Aux amours (2021) – Loïc Demey

« J’ai tant rêvé de toi »

Presque trois ans que j’espérais que Loïc Demey s’adonne à ce qu’il sait faire de mieux (de ce que j’en sais) : écrire sur l’Amour. Et le moins qu’on puisse dire, c’est qu’il nous revient en grande et belle forme avec ce court texte (101 pages) sobrement intitulé Aux amours et publié cette fois aux éditions Buchet-Chastel. Le ravissant bandeau signé Nicolas de Staël est orné d’une citation que les connaisseurs ne manqueront pas de reconnaître :

Je n’attends pas la fin du monde, je t’attends

Ce sont les (presque) derniers mots du fantastique poème-fleuve du québécois Gaston Miron, La marche à l’amour, extrait de son recueil L’homme rapaillé. Loïc Demey semble vouloir placer son inspiration sous l’égide, la figure tutélaire de ce poète : de nombreux éléments, tant sur le fond que sur la forme, rapprochent en effet ici le poète lorrain de son confrère d’Outre-Atlantique.

A chaque ouvrage poétique de Loïc Demey son originalité : le premier pulvérisait la langue en effaçant les verbes ; le deuxième prétendait rendre compte du Carnet retrouvé du dormeur du Val de Rimbaud en le mâtinant de roman épistolaire ; la singularité de ce dernier-né, c’est qu’il n’est constitué que d’une seule et même phrase qui se déplie, se déploie et dévale du début à la fin sans interruption.

Je n’avais pas lu un tel procédé depuis le choc de ma lecture en 2008 des Portes du Paradis de Jerzy Andrzejewski. Le scénario tient ici sur un timbre-poste mais qu’importe : c’est la musique de la langue qui emporte et transporte. Un homme s’adresse à une femme qu’il attend mais qui ne vient jamais. Il ne sait rien d’elle, ni elle de lui, mais il sait qu’ils sont voués à se reconnaître et à se retrouver ici ou ailleurs, un jour ou l’autre.

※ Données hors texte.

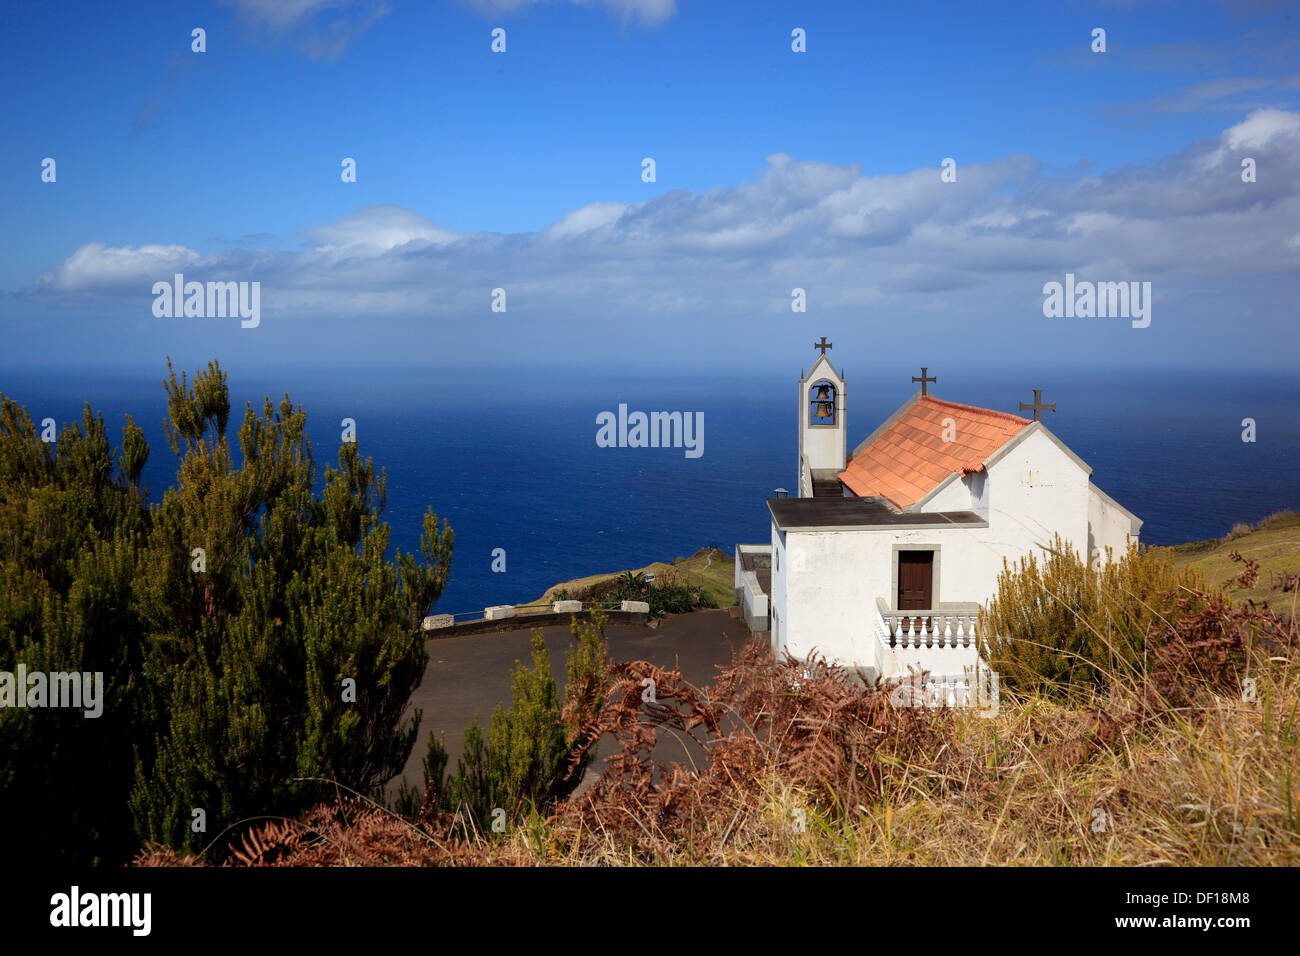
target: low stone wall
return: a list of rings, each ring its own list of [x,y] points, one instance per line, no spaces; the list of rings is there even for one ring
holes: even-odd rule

La magie et la malice de ce livre, c’est que toute femme peut avoir l’impression qu’il lui est destiné, que les mots du poète s’adressent à elle seule. Une fois blonde gracile, une autre fois laissant dégringoler sa chevelure brune, la femme espérée est ici l’une et l’autre à la fois, toutes les femmes et aucune. Elle personnifie l’attente, n’est qu’un prétexte à la rêverie à laquelle s’adonne, dans un lyrisme débridé, cet homme qui écrit.

La voix du livre aimerait au fond – pour reprendre un titre d’un texte bien connu – que « quelqu’un l’attende quelque part », une femme idéale et évanescente, une passante éphémère qui, au fond, n’est qu’une silhouette fantomale qui échappe à tout saisissement concret, ne s’appréhende que les yeux fermés, par les mots du rêveur. A chaque fois que le poète pense la voir surgir, il la rate, ils se manquent, elle se dérobe, il la cherche en vain et cette quête éperdue est l’essence même de ce texte qui se penche sur l’attente, les projections amoureuses et le désir d’une inconnue fantasmée.

Parfois, symboliquement, il l’appelle Lise (subjonctif du verbe lire), Sybille (initialement une prophétesse) ou Elpis qui, dans la mythologie grecque incarne l’espoir. Elle est celle dont parle Verlaine dans son « rêve familier », celle qui n’est, chaque fois, ni tout à fait la même, ni tout à fait une autre, mais qui aime et comprend le poète intuitivement, lui dont la sensibilité le voue à une exigence amoureuse et sentimentale impossible à rassasier. La muse, la femme parfaite, celle qui inspire la plume poétique, échappe nécessairement au tangible, elle appartient à un céleste éther, n’est jamais entachée de quotidien, habite l’inaccessible. Elle est l’inextinguible moteur d’un amour à tout jamais intact :

L’illusion d’un amour sans cesse recommencé parce que jamais tout à fait entamé.

Quid de la parenté entre ce texte et La marche à l’amour de Miron, qui a réussi la gageure de renouveler et de rafraîchir le dire poétique amoureux de façon inédite ? Il y a d’abord ce torrent de mots, ce stream of consciousness, cette langue déchaînée, urgente, cette logorrhée sentimentale qui s’octroie parfois quelques embardées descriptives, saute d’un lieu ou d’une idée à l’autre, qui m’a rappelé ce poème-fleuve qui semble ne jamais vouloir s’arrêter.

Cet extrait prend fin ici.